Todos esses movimentos são economicamente defensáveis, fazem sentido do ponto de vista político e caberiam na agenda de quem quer que fosse eleito. Todos eles têm sido recebidos como estelionato eleitoral. De acordo com seus críticos, ela disse uma coisa durante a eleição e faz outra - com indeléveis consequências para a sua credibilidade, como mesmo analistas de esquerda foram rápidos em apontar. Será?
Ao longo de toda a eleição, Dilma enfatizou a palavra mudança. De gente e ideias. Disse que preservaria o que deu certo e mudaria o que deu errado. Com a economia crescendo a menos de 1% e a inflação pregada em torno de 6%, o que deu errado está na cara. Foi a economia, apesar do percentual recorde de gente empregada. Todos que entendem do assunto sugerem uma revisão de rumo antes que o emprego também comece a deslizar. A palavra de ordem, portanto, é ajuste. A questão é: em que ritmo?
Dilma foi eleita para fazer o ajuste de forma gradual, protegendo o emprego e a renda. É seu compromisso essencial na área econômica. Os outros, comuns a qualquer presidente eleito, são promover o crescimento e aumentar a prosperidade. O ajuste agora é condição para que o crescimento e a prosperidade aconteçam até o fim do seu mandato. Estelionato seria recusar o osso duro do ajuste, acomodar-se a uma retórica vazia de esquerda e entregar um país mais pobre e conturbado ao sucessor.

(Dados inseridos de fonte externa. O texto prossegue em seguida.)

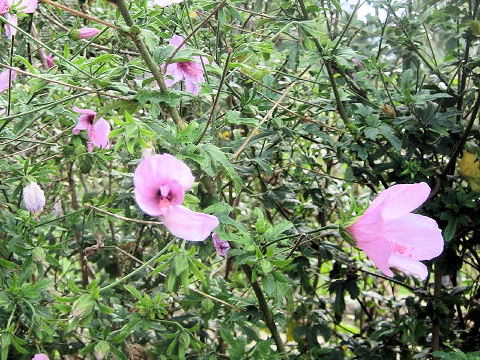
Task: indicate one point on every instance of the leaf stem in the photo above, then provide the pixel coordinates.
(267, 314)
(137, 270)
(142, 49)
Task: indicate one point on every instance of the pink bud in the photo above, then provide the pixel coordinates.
(84, 33)
(49, 61)
(222, 246)
(40, 357)
(33, 198)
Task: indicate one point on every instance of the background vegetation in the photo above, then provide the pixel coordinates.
(305, 114)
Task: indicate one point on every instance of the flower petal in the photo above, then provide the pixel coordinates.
(102, 129)
(414, 236)
(191, 86)
(189, 225)
(399, 200)
(27, 6)
(372, 242)
(4, 78)
(164, 3)
(410, 266)
(176, 41)
(158, 171)
(10, 30)
(5, 6)
(175, 73)
(84, 111)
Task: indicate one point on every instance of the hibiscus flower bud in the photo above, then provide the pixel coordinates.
(222, 246)
(40, 357)
(83, 33)
(33, 198)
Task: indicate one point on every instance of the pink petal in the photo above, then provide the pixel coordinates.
(414, 236)
(10, 30)
(4, 77)
(49, 61)
(189, 225)
(165, 174)
(33, 198)
(375, 246)
(399, 200)
(102, 129)
(27, 6)
(409, 266)
(164, 3)
(163, 168)
(175, 72)
(84, 111)
(191, 86)
(5, 6)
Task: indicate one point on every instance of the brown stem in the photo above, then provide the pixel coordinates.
(62, 83)
(142, 49)
(210, 118)
(437, 293)
(265, 118)
(267, 314)
(214, 11)
(79, 13)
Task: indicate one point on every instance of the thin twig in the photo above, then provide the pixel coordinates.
(120, 217)
(210, 118)
(63, 83)
(154, 69)
(79, 13)
(214, 11)
(265, 118)
(191, 288)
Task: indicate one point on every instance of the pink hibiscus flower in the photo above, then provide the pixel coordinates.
(49, 59)
(21, 6)
(222, 246)
(97, 132)
(392, 236)
(164, 3)
(4, 77)
(190, 71)
(40, 357)
(160, 184)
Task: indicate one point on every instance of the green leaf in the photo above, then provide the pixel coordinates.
(218, 156)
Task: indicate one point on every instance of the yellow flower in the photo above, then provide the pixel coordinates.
(470, 169)
(225, 135)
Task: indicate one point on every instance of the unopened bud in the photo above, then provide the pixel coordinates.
(83, 33)
(33, 198)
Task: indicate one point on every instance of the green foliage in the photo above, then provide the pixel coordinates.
(387, 98)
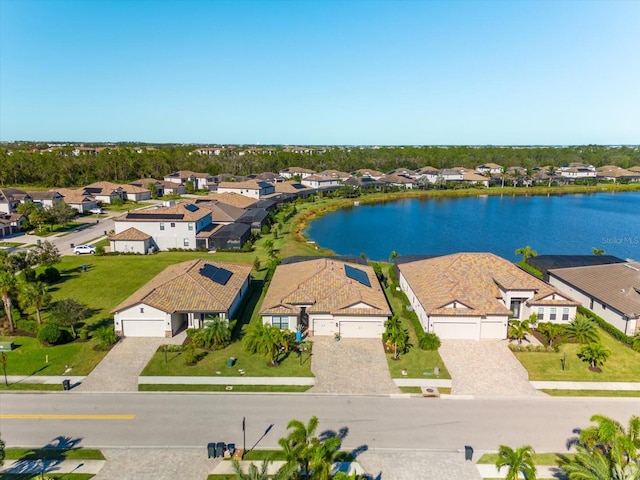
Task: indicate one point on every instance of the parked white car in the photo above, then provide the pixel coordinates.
(84, 249)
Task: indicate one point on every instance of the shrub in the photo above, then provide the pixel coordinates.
(30, 326)
(106, 337)
(50, 275)
(49, 334)
(428, 341)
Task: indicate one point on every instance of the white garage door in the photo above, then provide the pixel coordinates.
(324, 327)
(495, 330)
(361, 329)
(455, 330)
(143, 328)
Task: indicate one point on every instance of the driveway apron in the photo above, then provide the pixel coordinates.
(351, 366)
(485, 368)
(119, 369)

Descontada a retórica agressiva da campanha, os dois candidatos ofereceram, no segundo turno, uma escolha entre duas visões de país. Numa, as coisas estão erradas há uma década e, nos últimos dois anos, romperam o limite do tolerável. Isso faz necessário tomar medidas duras paras salvar país de uma crise gravíssima. Na outra visão, o Brasil tem avançado na direção correta, a vida melhorou, e uma crise contornável impõe, agora, a necessidade de ajustes. Foi essa visão que prevaleceu nas urnas.
Quem achava na esquerda que não há nada de errado com a economia brasileira perdeu. A força dos 49% de Aécio Neves no segundo turno deixam isso bem claro. Mas quem acreditava que o Brasil está diante do fim do mundo também foi derrotado. Os 51% obtidos por Dilma são claros a respeito disso. A presidente conduzirá seu segundo mandato pela passagem estreita entre esses dois números.
Não há nada de errado nisso. Os eleitores costumam escolher presidentes para gerir crises econômicas. Foi assim com o Fernando Henrique Cardoso da reeleição. Em meio à turbulência que se anunciava, os brasileiros votaram por mantê-lo no leme. Agora fizeram isso novamente, com Dilma. O teste, nessas situações, não é estar ou não à altura da retórica de campanha. É cumprir ou não com a essência do mandato que lhe foi conferido. Se, para crescer, distribuir renda, aumentar as oportunidades e tirar mais brasileiros da pobreza é necessário apertar os cintos por um tempo, seria errado não fazê-lo. Seria crime - ou, pelo menos, estelionato eleitoral.